Nithya Rajan, Ph.D., has been named director of the Center for Greenhouse Gas Management in Agriculture and Forestry, Bryan-College Station — an organization established in February 2023 by Texas A&M AgriLife Research and Texas A&M University.
Rajan is a professor of agronomy and agroecology in the Texas A&M College of Agriculture and Life Sciences Department of Soil and Crop Sciences. Her lab performs basic and applied research into developing climate-smart agricultural management practices that help increase agricultural systems’ resilience, profitability, sustainability and security.
The center brings together expertise across Texas A&M to advance the abilities of agriculture and forestry systems to meet a new paradigm of safe, affordable food and fiber production that also strives toward a minimal carbon footprint, with a goal of net-zero emissions.

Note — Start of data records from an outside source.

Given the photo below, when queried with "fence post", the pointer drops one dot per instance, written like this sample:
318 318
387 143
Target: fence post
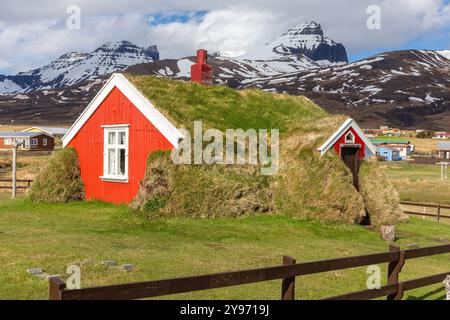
288 284
56 285
394 269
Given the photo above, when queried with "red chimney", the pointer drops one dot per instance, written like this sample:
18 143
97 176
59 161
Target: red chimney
201 72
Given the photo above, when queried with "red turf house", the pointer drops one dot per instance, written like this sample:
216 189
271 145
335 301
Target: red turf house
114 136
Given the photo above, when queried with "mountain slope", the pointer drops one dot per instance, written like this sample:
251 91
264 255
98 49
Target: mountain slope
410 89
75 67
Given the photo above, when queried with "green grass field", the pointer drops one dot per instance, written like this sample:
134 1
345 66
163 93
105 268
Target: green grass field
55 236
420 183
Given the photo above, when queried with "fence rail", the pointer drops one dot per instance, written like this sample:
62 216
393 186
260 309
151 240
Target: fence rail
27 181
287 272
438 214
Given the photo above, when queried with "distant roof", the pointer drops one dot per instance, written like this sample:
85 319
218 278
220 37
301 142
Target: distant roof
349 123
386 148
13 134
51 130
443 145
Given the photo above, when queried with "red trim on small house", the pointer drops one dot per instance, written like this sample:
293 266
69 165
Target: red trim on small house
358 141
144 139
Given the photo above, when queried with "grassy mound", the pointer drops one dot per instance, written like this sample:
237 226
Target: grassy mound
380 197
306 186
201 191
60 181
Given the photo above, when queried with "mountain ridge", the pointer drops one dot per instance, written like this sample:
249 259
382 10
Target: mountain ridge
75 67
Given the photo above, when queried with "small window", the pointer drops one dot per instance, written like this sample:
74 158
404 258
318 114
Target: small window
116 153
350 138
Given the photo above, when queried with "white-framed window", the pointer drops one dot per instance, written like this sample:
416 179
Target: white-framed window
115 154
350 137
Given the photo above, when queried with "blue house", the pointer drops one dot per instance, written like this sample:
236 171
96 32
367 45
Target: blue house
389 154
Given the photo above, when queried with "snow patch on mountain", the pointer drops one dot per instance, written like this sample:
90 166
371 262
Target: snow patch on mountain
9 87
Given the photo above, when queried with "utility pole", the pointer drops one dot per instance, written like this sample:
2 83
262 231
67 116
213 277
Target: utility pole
15 145
444 169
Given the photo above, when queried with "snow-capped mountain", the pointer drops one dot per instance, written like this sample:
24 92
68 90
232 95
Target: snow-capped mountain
302 47
408 89
75 67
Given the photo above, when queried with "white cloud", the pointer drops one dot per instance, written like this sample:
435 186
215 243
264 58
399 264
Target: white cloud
34 32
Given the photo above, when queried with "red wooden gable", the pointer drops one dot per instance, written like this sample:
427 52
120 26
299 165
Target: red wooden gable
144 138
358 140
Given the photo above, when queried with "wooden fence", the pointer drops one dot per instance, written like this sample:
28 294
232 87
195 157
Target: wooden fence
287 273
21 183
438 215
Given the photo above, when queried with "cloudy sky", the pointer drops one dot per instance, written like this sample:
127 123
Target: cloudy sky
32 33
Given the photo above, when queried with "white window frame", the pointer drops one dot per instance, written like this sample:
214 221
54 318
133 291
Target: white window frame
106 146
352 140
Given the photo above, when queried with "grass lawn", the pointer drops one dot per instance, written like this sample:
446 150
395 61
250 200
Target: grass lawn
55 236
420 183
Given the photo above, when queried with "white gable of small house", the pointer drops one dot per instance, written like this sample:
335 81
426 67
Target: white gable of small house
349 123
119 81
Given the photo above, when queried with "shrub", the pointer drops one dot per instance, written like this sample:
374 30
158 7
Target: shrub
200 191
60 181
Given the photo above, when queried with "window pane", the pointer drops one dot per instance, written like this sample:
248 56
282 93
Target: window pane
111 138
122 162
112 161
122 137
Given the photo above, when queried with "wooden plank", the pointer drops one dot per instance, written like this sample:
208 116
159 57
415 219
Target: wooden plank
288 284
56 287
417 204
220 280
367 294
204 282
428 205
426 214
426 252
394 269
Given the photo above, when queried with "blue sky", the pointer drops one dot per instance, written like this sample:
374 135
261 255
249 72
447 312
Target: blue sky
33 33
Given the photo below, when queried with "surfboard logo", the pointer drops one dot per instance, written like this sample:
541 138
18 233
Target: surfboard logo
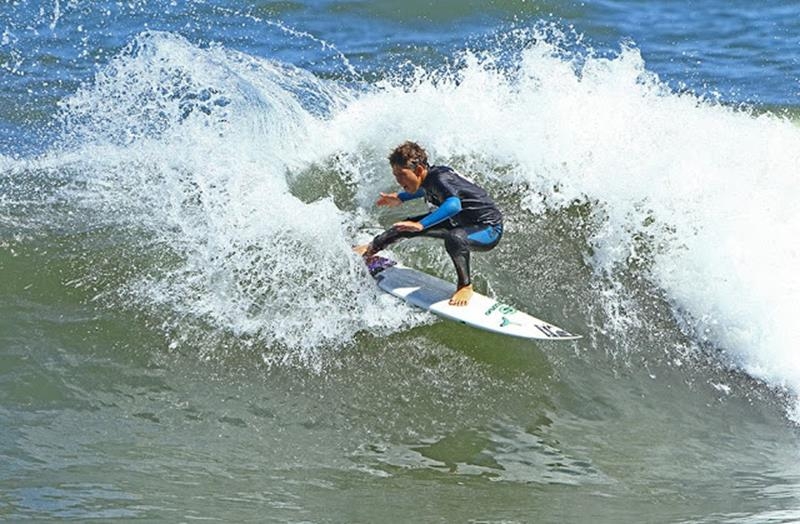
506 322
504 309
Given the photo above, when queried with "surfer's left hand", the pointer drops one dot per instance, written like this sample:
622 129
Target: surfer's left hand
408 225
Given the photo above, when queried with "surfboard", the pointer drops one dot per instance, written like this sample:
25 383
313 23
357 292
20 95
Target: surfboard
433 294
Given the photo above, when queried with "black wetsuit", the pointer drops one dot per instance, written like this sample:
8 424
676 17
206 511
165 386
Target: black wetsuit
467 219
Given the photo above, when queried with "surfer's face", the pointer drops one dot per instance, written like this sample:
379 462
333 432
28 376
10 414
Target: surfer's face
409 177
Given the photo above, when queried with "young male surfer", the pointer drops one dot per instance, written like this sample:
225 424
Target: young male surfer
466 217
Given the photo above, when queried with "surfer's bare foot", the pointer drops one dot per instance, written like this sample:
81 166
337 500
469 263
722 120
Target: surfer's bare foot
363 250
462 296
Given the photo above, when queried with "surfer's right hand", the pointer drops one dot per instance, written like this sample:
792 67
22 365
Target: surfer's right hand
389 199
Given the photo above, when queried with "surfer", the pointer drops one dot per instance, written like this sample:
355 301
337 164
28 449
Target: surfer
465 216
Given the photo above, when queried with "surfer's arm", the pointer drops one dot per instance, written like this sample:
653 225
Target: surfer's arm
449 208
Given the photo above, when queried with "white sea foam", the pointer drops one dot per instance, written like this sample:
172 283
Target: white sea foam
712 188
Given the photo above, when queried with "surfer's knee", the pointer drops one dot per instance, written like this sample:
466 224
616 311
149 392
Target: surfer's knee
456 242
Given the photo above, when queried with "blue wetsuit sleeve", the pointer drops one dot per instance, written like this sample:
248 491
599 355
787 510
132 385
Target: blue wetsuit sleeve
449 208
405 197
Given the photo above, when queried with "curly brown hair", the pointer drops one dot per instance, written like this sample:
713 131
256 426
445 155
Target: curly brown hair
408 154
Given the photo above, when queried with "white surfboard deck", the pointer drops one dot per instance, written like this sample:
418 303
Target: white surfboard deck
433 294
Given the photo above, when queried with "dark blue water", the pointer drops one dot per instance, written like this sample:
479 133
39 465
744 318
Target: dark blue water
734 51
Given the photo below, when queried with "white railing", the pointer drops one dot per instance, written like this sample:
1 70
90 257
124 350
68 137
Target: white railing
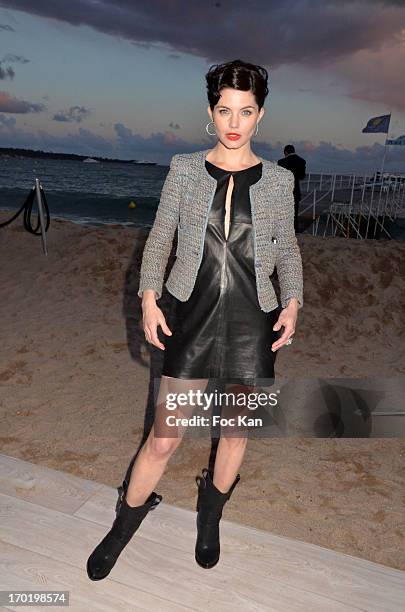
353 204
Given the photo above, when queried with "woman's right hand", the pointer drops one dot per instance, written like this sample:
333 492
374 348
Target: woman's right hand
152 317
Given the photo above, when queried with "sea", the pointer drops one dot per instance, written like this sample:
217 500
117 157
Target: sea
85 193
101 193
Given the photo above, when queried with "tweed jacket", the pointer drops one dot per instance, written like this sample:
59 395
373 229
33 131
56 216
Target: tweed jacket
185 202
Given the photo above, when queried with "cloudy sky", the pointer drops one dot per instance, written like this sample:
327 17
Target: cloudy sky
126 78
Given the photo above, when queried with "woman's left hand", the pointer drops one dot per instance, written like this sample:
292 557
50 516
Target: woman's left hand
288 319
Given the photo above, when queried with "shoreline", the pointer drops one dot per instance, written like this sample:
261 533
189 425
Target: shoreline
75 373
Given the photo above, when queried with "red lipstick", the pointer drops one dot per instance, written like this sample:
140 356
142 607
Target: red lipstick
233 136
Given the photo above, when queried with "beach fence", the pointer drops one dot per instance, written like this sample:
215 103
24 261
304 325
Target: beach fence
350 205
43 221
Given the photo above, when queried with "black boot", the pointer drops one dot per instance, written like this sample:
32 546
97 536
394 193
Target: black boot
210 503
127 521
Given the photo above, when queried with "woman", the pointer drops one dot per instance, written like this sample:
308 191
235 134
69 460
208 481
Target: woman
234 214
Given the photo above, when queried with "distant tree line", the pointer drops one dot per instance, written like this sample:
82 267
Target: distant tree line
10 152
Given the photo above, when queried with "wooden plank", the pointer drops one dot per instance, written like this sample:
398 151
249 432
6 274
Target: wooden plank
154 567
22 569
44 486
342 577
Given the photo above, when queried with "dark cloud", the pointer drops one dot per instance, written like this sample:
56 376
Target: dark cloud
20 59
322 157
6 73
73 114
269 31
314 34
9 104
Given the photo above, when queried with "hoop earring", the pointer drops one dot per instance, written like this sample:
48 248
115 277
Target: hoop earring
208 132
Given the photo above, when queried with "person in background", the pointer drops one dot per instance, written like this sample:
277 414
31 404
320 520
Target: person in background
297 165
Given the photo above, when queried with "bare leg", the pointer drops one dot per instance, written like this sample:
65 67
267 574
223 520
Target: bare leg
231 450
228 460
154 455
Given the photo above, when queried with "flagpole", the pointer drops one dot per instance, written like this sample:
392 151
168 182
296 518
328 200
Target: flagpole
385 149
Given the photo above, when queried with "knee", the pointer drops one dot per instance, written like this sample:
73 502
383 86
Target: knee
160 448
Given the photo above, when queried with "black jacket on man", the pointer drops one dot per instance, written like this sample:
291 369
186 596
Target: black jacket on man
297 165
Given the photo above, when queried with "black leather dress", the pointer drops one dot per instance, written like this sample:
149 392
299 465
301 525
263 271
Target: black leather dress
220 331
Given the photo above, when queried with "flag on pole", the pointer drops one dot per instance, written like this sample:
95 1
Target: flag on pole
400 140
378 124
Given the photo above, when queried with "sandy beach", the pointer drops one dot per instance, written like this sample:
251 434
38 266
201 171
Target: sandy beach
75 373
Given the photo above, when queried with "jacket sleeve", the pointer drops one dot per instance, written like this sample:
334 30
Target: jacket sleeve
159 241
288 258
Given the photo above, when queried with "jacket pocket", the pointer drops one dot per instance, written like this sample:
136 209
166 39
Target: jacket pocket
187 243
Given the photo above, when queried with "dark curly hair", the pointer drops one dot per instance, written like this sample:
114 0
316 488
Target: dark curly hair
237 75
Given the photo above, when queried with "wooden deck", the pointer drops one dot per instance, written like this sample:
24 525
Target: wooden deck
51 521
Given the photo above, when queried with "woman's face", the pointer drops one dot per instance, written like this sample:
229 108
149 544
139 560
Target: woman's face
235 117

“I am thrilled to step into this important role,” Rajan said. “We are dedicated to not only advancing research but also actively serving producers and policymakers, positioning us as leaders in greenhouse gas management and awareness.”

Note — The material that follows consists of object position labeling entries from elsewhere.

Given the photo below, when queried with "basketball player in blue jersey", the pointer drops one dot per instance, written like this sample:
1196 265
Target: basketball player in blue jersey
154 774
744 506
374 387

Rajan earned her bachelor’s degree in agriculture from Kerala Agricultural University and master’s degree in soil science from A.N.G.R. Agricultural University in India. She earned her doctoral degree in agronomy from Texas Tech University.
Leading global carbon emission research and education
G. Cliff Lamb, Ph.D., director of AgriLife Research, Bryan-College Station, stressed the importance of the center’s role in advancing research and education on greenhouse gas management.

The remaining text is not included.